A flight at six in the morning wasn’t my idea of the perfect start, especially when I hadn’t got a wink of sleep. Cranky and in no mood to talk to anyone, I found my seat. Flights always had a way of making me cantankerous. The window seat I had been assigned was the only solace to my crabbiness. . I settled in, buckled up, and tried to untangle my earphones, but in vain.
As I struggled with the last knot I saw a young mother struggling with numerous small carry-ons pull up to the seat next to me. “Excuse me, is it possible for you to take the aisle seat? My daughter doesn’t like flying, the only saving grace is the window,” she said as she tried to arrange her hand baggage. At first I was appalled, no one talks at this ungodly hour. Then my eyes darted to the young girl clasping on to her mother’s hand as if her life depended on it. An odd memory squeezed itself into the foreground of my mind…
“If you sleep now, you won’t feel the plane taking off, sweetie pie,” my mother said.
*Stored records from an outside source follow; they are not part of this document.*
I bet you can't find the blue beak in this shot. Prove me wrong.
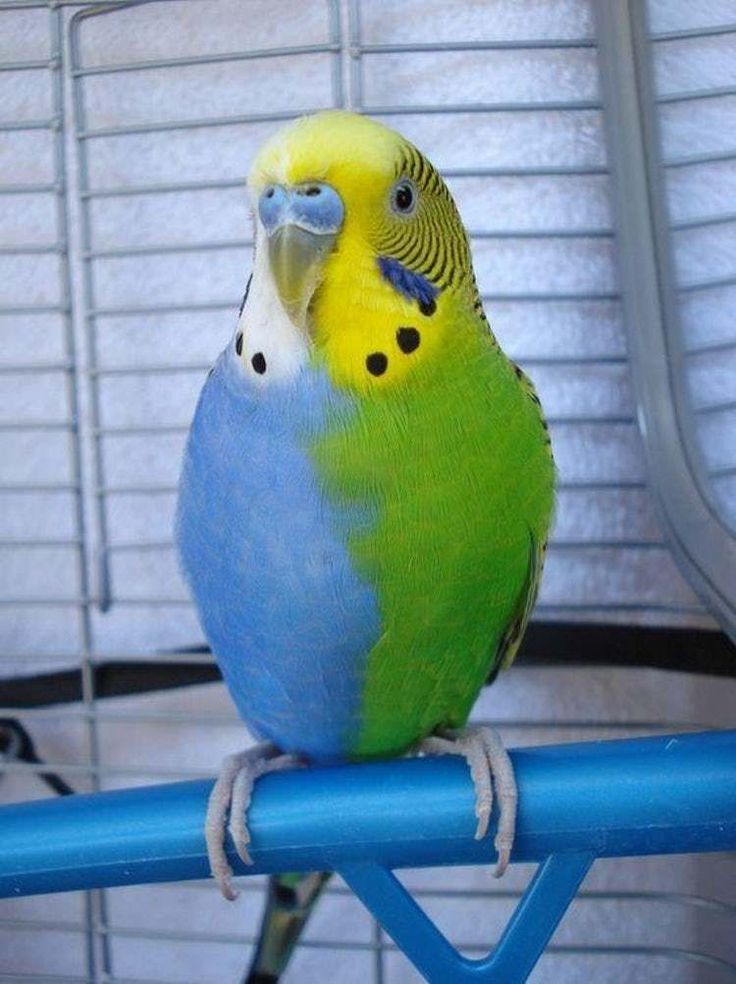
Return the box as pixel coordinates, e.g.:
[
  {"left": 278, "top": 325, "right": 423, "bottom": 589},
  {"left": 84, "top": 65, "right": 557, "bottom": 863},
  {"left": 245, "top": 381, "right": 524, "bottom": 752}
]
[{"left": 258, "top": 181, "right": 345, "bottom": 327}]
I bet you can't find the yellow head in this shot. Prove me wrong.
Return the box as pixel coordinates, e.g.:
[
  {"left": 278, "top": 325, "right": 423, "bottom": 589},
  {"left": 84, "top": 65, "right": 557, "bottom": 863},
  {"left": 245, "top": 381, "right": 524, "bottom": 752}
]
[{"left": 249, "top": 111, "right": 478, "bottom": 390}]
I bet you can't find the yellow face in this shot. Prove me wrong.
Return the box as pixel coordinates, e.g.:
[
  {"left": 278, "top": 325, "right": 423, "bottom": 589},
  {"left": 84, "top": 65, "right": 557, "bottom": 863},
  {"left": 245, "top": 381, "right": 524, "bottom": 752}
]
[{"left": 249, "top": 111, "right": 477, "bottom": 391}]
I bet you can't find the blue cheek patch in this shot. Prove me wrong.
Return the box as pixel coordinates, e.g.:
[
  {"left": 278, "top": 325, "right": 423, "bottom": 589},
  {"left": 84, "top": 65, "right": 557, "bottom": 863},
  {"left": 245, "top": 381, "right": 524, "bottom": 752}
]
[
  {"left": 176, "top": 350, "right": 380, "bottom": 761},
  {"left": 378, "top": 256, "right": 439, "bottom": 307}
]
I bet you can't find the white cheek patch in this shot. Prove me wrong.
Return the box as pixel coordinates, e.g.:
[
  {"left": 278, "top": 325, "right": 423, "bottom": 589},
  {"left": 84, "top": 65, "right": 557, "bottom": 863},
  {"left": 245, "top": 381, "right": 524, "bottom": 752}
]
[{"left": 233, "top": 222, "right": 309, "bottom": 386}]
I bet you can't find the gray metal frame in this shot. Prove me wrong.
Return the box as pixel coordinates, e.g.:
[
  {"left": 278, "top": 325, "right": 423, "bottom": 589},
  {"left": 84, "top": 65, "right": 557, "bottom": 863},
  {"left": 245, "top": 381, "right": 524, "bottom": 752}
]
[{"left": 595, "top": 0, "right": 736, "bottom": 638}]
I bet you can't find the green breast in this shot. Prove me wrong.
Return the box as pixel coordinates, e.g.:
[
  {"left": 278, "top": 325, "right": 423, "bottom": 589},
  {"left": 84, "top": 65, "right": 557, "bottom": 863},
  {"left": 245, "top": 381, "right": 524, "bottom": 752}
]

I was six, my family and I had a red-eye flight from Heathrow to Mumbai. I could taste the anxiety and excitement; moving meant a new school, a new home and a new life. At six, that seemed more exhilarating than terrifying. I don’t remember the take off so I must have slept through it. Mission Accomplished. What I do remember though, is waking up to magic.
I woke up in the hopes of curing my parched throat. Disoriented, I looked around, and that’s when I saw it. In the pitch darkness, outside the window, I saw some of the most fascinating stars. These weren’t just regular old stars, they were huge and they were the colours of a thousand rainbows. It was like these stars were meant for me. I gasped and counted them, forgetting completely that I was on a flight. Just as I reached six, I was sure I saw a green blur. It was Peter Pan, finally here to take me to Neverland! I was antsy and fidgeted the whole journey back, but to my dismay, Peter Pan only flew by to say hi.
I snapped out of one of the most exciting memories of my childhood to the face of an earnest mother. I smiled, picked up my purse and said, “Of course”. The memory was gone as quick as it had come, with only nostalgia as an aftertaste. I didn’t want to give that seat up, but every little girl deserves a magical window. The more I thought of it, the more I was convinced that it was a dream or a figment of my imagination, even though it seemed so real in memory. But just how remarkable would it be if it wasn’t?